Recent analysis of poll data by Gallup shows that Salt Lake City’s lesbian, gay, bisexual and transgender community ranks among the highest in the nation per capita. This comes as little surprise to Utah’s LGBT population, as it is considered one of those “everyone knows that” statistics. It is, however, headline-worthy in news outlets across the nation, as assumptions of Utah’s conservative bent translates to how LGBT people are treated.
In more than 374,000 Gallup Daily tracking interviews conducted between June 2012 and December 2014, Gallup asked, “Do you, personally, identify as lesbian, gay, bisexual or transgender?”
“This is the largest ongoing study of the distribution of the LGBT population in the U.S. on record, and the first time a study has had large enough sample sizes to provide estimates of the LGBT population by [metropolitan statistical area],” Gallup noted in a release.
The LGBT population in the Salt Lake City Metropolitan Statistical Area, consisting of Salt Lake and Tooele counties, is at 4.7 percent, according to the data that has less than a one percent margin.

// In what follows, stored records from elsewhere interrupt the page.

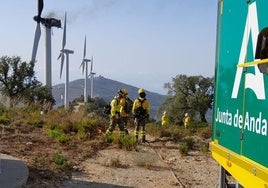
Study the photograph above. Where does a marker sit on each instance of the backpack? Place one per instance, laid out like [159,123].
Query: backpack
[128,106]
[107,109]
[140,112]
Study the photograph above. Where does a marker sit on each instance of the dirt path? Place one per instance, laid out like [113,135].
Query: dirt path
[154,164]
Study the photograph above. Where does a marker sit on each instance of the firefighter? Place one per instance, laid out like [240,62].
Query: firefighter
[186,120]
[115,114]
[141,112]
[164,120]
[124,114]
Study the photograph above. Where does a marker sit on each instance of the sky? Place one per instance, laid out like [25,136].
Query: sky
[143,43]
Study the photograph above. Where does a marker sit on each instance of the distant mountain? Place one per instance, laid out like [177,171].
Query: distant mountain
[105,88]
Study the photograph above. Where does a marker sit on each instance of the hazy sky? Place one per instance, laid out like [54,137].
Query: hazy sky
[144,43]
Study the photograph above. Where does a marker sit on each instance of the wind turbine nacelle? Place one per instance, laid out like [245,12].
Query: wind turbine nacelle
[51,22]
[37,19]
[67,51]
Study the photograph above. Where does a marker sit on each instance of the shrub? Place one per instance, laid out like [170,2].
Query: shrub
[59,135]
[183,149]
[4,120]
[59,159]
[128,142]
[189,142]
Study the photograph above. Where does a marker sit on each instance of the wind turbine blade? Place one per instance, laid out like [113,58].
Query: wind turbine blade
[36,41]
[91,68]
[64,32]
[62,62]
[83,65]
[59,56]
[85,47]
[40,5]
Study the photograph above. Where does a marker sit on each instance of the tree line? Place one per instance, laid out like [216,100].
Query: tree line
[185,94]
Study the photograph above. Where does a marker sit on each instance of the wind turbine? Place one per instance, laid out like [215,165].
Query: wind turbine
[48,23]
[65,52]
[91,78]
[84,65]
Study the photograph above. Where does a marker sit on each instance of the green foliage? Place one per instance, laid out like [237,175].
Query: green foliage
[18,82]
[174,131]
[59,159]
[152,129]
[59,135]
[189,142]
[183,149]
[193,94]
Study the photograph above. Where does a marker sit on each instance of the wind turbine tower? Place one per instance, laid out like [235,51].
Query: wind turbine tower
[65,52]
[84,65]
[92,78]
[48,23]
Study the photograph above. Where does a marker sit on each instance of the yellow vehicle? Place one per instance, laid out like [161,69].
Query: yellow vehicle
[240,112]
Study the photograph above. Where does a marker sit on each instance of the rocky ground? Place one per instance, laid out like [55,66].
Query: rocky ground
[157,163]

According to the most recently available population data, that means approximately 53,660 people in the area identify as lesbian, gay, bisexual and/or transgender.
“The ranking of Salt Lake City in the top 10 may seem surprising because Utah is one of the most conservative states in the country,” the Gallup release stated. “However, the state recently passed a law prohibiting discrimination based on sexual orientation and gender identity in employment and public accommodation, the first state to do so since 2007. The majority of states still do not have such laws on the books.”

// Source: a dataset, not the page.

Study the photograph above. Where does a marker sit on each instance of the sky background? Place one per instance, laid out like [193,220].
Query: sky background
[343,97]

San Francisco ranked highest at 6.2 percent, followed by Portland, Ore. at 5.4 percent. Austin, Tex., New Orleans, Boston and Seattle also ranked higher than Salt Lake City. Los Angeles and Denver trail Salt Lake at 4.6 percent.
Birmingham, Ala. was the lowest ranked at 2.6 percent, followed by Pittburgh, Penn. at 3.0 percent.

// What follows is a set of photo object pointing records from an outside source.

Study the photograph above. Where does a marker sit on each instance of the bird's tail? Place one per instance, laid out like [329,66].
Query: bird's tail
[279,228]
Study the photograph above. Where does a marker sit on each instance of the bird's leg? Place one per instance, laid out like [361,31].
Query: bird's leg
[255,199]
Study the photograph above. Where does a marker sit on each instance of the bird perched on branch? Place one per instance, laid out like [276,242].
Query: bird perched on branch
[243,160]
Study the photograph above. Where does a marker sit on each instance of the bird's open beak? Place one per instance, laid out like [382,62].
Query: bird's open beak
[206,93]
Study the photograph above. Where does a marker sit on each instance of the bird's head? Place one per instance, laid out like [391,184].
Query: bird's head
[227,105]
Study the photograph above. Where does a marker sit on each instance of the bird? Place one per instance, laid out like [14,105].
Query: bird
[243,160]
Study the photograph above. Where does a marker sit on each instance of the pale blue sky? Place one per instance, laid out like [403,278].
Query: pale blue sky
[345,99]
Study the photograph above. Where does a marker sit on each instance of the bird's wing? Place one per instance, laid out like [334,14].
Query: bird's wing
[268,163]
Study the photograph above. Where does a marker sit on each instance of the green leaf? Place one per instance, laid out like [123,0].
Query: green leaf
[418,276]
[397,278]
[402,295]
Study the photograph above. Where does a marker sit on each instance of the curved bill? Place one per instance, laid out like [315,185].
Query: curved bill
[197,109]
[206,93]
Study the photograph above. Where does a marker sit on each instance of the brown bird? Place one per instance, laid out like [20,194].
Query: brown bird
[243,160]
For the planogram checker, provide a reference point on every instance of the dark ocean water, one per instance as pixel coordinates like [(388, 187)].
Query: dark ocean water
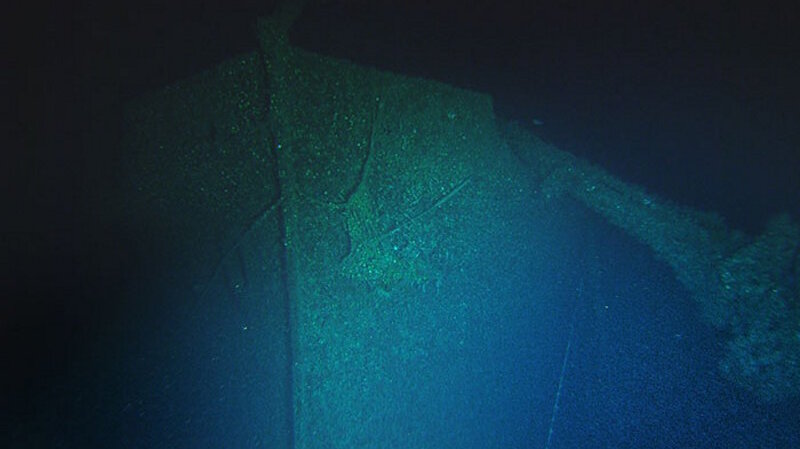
[(698, 105)]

According to the Williams Institute of the University of California School of Law, Salt Lake City showed the highest shift in people responding that they are lesbian, gay, bisexual and/or transgender since 1990. Using U.S. Census data in regards to same-sex couples living in the same household, the institute found that Salt Lake City ranked as the 39th in same-sex couples residing together. It is important to note, however, that the Salt Lake City Metropolitan Statistical Area included Weber and Davis counties in 1990.
The Institute says that part of the difference may be attributed to the fact that people are more comfortable now than 25 years ago with identifying as LGBT.
“It can be tempting to interpret differences in the 1990 and 2012-2014 rankings as evidence that the location preferences of LGBT adults (with same-sex couples serving as a proxy for LGBT location patterns in 1990) have changed somewhat over time. But a 2013 Pew Research Center survey showed that just 12 percent of LGBT adults considered the levels of LGBT social acceptance in a city as a major factor in relocation decisions,” Williams Institute’s Gary Gates writes. “While differences in the location preferences of LGBT people compared to their non-LGBT counterparts may explain some of the geographic variation of same-sex couple or LGBT location patterns across metro areas, differences across metro areas in the willingness of residents to identify as LGBT or as part of a same-sex couple are also likely an important explanatory factor.”